1-800-SCALABLE: Yes, Social Support Does Scale
I read a lot about how social support from big companies can’t scale.
The thinking – as far as I can reason – goes something like this: There are a rapidly growing amount of customers in the social web, and companies can’t possibly respond to each issue posted in all the different social media channels. At least not in any scalable way over the long term.
Well first of all, let’s compare it to the status quo: Phone support.
Toll-free dialing became available the year I was born, and a few years later, a 52-year-old scientist at AT&T named Roy Weber invented what we now know as the 1-800 number. Companies embraced it soon after and it’s become our one-on-one standard for customer service. The technology routed calls through a computer and call centers began popping up everywhere.

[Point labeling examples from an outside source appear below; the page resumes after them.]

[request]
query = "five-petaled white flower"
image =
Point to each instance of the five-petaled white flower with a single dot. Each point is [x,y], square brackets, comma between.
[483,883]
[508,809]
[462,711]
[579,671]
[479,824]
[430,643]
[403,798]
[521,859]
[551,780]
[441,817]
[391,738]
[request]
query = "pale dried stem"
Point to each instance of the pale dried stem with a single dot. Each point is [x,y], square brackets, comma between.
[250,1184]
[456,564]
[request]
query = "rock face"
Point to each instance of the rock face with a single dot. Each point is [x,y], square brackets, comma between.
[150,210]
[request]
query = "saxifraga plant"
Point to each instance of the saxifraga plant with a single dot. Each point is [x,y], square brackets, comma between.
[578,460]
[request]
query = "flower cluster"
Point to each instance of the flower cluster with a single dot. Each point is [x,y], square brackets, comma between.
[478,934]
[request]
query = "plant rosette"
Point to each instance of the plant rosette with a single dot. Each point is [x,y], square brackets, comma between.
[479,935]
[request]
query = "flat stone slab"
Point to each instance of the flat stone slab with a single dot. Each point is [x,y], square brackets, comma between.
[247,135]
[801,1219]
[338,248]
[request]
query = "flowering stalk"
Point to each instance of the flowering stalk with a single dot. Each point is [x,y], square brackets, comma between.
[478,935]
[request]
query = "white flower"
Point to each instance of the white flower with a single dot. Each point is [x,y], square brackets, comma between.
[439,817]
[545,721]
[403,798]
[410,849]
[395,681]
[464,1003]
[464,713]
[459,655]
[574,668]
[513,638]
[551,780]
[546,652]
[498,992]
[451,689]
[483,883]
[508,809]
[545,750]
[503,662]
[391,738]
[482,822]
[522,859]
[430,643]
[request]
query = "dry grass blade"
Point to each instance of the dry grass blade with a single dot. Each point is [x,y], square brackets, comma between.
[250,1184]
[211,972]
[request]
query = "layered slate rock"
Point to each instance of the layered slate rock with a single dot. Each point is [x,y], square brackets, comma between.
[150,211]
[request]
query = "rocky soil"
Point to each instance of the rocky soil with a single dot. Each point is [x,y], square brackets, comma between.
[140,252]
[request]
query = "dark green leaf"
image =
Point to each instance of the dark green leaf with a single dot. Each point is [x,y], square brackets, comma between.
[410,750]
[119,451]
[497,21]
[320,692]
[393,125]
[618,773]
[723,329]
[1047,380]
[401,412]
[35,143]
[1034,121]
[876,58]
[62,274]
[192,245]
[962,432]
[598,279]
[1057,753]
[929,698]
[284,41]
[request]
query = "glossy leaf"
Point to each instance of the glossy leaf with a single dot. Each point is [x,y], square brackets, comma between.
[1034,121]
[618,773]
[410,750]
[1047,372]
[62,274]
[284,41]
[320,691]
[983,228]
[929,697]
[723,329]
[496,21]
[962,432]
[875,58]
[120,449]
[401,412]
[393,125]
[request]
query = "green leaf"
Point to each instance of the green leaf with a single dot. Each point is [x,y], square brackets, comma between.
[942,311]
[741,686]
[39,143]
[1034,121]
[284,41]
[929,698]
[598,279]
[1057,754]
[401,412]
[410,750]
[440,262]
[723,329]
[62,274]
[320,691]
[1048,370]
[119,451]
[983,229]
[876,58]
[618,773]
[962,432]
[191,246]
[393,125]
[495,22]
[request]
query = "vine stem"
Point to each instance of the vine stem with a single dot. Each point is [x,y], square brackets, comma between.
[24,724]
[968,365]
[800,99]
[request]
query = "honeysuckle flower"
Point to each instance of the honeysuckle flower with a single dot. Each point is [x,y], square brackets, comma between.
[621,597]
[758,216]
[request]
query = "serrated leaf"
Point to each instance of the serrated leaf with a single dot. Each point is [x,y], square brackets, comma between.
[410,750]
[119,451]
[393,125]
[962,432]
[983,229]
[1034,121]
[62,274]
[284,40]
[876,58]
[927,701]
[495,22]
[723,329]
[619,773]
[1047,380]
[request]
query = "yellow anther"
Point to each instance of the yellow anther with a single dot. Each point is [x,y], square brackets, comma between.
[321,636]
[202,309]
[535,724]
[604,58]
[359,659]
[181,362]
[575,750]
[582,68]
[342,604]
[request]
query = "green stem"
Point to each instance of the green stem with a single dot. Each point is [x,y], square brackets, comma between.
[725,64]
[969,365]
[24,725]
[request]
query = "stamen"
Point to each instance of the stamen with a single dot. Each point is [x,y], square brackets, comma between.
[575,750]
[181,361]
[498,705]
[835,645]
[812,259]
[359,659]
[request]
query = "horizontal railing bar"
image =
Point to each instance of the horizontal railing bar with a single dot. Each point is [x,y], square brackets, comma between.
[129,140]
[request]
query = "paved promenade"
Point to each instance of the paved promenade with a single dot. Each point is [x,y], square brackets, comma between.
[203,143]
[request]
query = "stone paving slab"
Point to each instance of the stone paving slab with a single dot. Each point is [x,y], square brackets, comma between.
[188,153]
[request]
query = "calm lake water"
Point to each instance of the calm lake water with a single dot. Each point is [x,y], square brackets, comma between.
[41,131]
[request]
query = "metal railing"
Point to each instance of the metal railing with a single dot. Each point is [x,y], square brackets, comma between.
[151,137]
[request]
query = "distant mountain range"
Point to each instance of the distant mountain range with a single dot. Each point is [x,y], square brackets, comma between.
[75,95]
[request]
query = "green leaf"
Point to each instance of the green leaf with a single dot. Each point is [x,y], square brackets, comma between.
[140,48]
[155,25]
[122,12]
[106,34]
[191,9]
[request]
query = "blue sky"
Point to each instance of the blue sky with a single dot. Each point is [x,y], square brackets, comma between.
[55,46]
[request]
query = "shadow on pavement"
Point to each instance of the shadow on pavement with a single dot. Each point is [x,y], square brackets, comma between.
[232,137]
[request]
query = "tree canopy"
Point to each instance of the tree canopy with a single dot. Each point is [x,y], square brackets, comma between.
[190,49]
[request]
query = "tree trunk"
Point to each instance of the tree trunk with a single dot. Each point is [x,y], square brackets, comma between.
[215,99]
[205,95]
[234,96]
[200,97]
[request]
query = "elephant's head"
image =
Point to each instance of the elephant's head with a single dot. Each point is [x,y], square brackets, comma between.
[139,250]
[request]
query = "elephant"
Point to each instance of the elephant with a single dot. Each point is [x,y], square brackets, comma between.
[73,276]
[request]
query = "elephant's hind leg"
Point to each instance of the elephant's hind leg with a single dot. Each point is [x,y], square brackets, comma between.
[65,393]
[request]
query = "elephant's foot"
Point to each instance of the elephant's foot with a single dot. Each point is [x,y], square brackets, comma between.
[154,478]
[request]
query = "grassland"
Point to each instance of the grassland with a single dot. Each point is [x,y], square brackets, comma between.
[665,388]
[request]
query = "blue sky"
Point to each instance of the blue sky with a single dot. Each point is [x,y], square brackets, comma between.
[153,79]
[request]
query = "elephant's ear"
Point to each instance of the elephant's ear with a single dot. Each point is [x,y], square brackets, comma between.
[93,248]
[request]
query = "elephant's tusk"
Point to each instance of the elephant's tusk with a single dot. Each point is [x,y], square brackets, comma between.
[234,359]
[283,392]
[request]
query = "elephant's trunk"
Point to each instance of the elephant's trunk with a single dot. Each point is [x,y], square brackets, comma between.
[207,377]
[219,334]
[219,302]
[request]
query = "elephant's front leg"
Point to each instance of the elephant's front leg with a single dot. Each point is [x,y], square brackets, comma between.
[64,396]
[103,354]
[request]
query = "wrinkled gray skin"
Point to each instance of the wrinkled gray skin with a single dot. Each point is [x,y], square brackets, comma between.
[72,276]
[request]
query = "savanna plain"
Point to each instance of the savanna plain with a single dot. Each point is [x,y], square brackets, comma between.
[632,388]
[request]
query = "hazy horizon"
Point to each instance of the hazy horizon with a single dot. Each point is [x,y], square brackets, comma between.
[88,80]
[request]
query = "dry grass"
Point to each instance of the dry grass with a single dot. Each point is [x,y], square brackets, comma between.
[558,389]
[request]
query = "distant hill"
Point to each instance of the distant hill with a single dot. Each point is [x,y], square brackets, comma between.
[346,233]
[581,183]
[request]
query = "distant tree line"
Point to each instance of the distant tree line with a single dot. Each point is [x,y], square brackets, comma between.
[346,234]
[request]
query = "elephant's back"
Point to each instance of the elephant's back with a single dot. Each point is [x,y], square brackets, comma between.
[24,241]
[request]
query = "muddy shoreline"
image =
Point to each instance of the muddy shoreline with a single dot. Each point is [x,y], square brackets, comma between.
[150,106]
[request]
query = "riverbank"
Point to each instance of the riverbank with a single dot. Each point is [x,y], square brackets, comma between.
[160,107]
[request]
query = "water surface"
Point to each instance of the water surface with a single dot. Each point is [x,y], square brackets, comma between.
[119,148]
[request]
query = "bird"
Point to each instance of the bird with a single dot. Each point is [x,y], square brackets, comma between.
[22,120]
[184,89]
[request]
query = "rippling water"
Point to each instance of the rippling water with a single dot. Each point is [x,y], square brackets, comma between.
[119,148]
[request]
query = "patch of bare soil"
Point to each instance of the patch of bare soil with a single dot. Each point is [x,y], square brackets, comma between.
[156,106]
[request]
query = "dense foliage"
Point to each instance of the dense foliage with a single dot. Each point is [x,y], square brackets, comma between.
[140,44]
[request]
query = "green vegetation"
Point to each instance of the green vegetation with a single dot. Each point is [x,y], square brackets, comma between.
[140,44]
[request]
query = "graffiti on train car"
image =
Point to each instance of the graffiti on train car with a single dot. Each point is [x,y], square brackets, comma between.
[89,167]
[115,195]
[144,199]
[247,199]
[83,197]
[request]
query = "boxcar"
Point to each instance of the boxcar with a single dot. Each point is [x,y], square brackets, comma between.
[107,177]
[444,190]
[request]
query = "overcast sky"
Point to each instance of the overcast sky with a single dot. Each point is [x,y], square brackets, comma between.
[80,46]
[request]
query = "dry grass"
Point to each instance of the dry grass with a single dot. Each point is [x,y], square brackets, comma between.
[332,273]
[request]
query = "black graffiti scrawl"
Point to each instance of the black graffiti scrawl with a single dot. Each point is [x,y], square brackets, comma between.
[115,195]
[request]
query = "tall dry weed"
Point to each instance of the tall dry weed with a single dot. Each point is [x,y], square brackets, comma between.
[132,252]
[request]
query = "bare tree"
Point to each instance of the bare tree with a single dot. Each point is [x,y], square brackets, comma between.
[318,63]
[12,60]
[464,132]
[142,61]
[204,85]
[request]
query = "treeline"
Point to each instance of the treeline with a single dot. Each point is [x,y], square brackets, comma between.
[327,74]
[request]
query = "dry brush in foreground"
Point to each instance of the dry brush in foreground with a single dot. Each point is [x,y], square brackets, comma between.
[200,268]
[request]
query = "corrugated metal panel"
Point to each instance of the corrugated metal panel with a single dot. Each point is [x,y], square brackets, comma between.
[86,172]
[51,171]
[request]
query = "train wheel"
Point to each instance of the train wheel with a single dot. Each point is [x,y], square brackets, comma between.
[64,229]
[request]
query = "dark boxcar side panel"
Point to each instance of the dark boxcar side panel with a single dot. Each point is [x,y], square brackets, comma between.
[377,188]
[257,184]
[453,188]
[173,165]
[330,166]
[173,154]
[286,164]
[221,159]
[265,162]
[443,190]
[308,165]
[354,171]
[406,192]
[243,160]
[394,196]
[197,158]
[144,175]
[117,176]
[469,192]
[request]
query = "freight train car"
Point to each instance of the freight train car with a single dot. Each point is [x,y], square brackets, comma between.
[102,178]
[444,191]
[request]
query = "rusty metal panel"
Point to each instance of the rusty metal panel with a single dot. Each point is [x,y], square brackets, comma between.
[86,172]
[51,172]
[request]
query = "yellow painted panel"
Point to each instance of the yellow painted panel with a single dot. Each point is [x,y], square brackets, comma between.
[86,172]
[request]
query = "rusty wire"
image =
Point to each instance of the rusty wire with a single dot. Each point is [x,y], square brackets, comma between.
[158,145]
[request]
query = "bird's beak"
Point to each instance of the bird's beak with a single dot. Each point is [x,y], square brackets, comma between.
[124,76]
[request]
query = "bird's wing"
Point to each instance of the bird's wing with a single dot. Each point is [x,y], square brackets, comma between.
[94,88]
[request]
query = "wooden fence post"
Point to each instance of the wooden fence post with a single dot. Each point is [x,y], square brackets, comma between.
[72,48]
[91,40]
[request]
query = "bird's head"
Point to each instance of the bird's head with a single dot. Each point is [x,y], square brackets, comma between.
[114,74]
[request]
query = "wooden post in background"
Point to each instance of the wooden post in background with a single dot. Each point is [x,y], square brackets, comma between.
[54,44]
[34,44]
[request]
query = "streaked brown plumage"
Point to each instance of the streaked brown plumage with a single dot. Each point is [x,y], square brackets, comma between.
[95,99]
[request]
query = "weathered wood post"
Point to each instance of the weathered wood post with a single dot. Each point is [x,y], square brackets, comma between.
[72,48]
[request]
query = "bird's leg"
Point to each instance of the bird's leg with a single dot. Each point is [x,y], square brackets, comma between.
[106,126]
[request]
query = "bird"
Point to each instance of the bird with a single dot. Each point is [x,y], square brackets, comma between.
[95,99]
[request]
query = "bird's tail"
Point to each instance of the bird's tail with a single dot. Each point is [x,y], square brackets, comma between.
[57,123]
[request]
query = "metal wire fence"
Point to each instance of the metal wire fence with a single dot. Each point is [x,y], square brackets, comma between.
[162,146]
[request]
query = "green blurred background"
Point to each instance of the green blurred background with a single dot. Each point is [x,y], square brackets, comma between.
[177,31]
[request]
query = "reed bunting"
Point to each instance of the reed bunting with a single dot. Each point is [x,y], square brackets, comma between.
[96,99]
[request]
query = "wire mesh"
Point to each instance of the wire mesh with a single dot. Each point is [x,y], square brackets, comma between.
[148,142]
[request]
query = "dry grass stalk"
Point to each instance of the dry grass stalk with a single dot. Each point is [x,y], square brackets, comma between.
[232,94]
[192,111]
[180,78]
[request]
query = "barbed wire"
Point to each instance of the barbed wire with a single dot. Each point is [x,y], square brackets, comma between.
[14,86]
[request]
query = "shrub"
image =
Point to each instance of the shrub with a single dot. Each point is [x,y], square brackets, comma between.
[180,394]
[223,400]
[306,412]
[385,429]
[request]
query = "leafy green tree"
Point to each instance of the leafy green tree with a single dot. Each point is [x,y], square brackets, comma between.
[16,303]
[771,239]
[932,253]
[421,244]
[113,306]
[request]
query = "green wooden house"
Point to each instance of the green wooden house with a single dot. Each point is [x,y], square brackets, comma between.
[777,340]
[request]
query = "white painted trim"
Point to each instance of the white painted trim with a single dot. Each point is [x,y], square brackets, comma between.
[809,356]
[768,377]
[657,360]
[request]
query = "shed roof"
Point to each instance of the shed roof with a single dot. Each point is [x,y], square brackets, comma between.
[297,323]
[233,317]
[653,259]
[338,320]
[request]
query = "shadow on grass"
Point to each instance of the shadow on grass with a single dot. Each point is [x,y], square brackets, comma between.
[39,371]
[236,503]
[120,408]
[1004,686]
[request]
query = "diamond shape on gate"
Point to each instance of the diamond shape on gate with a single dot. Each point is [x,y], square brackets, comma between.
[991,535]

Was this a scalable solution for customer service? Bottle-necking calls and long hold-times until an overworked rep attempts to resolve each issue, one by one… But companies stayed in business even if all the while, they were fostering resentment from consumers. By my estimation, it took about twenty five years before companies started outsourcing overseas. Scalable or not, it has fallen short of its main objective: satisfying customers.
Now, let’s contrast with social support.
One-to-Many
Social support has the one-to-many potential to reach others with answers to similar issues. What if that call-center one-on-one call could be witnessed by thousands of lurker-customers who might have the same problem?
Immortality
Social support will live on in Google search results. Whats the first and easiest thing customers can do when they have a problem? Search. It’s even faster than complaining on Twitter. The call center resolution dies when the caller hangs up.
Respect
Responding with social support shows that a company respects how its customers choose to interact. And more and more, that’s in the social web. As Mike Troiano says: “It is about investing in relationships that create more measurable economic value than they cost.”
How’s that for scale? What do you think? Do you think social media response/support can scale?
UPDATE: Daniel Bingham of MH Group Communications added some great thoughts on scale in the comments of Jeremiah Owyang’s post (that inspired my post here).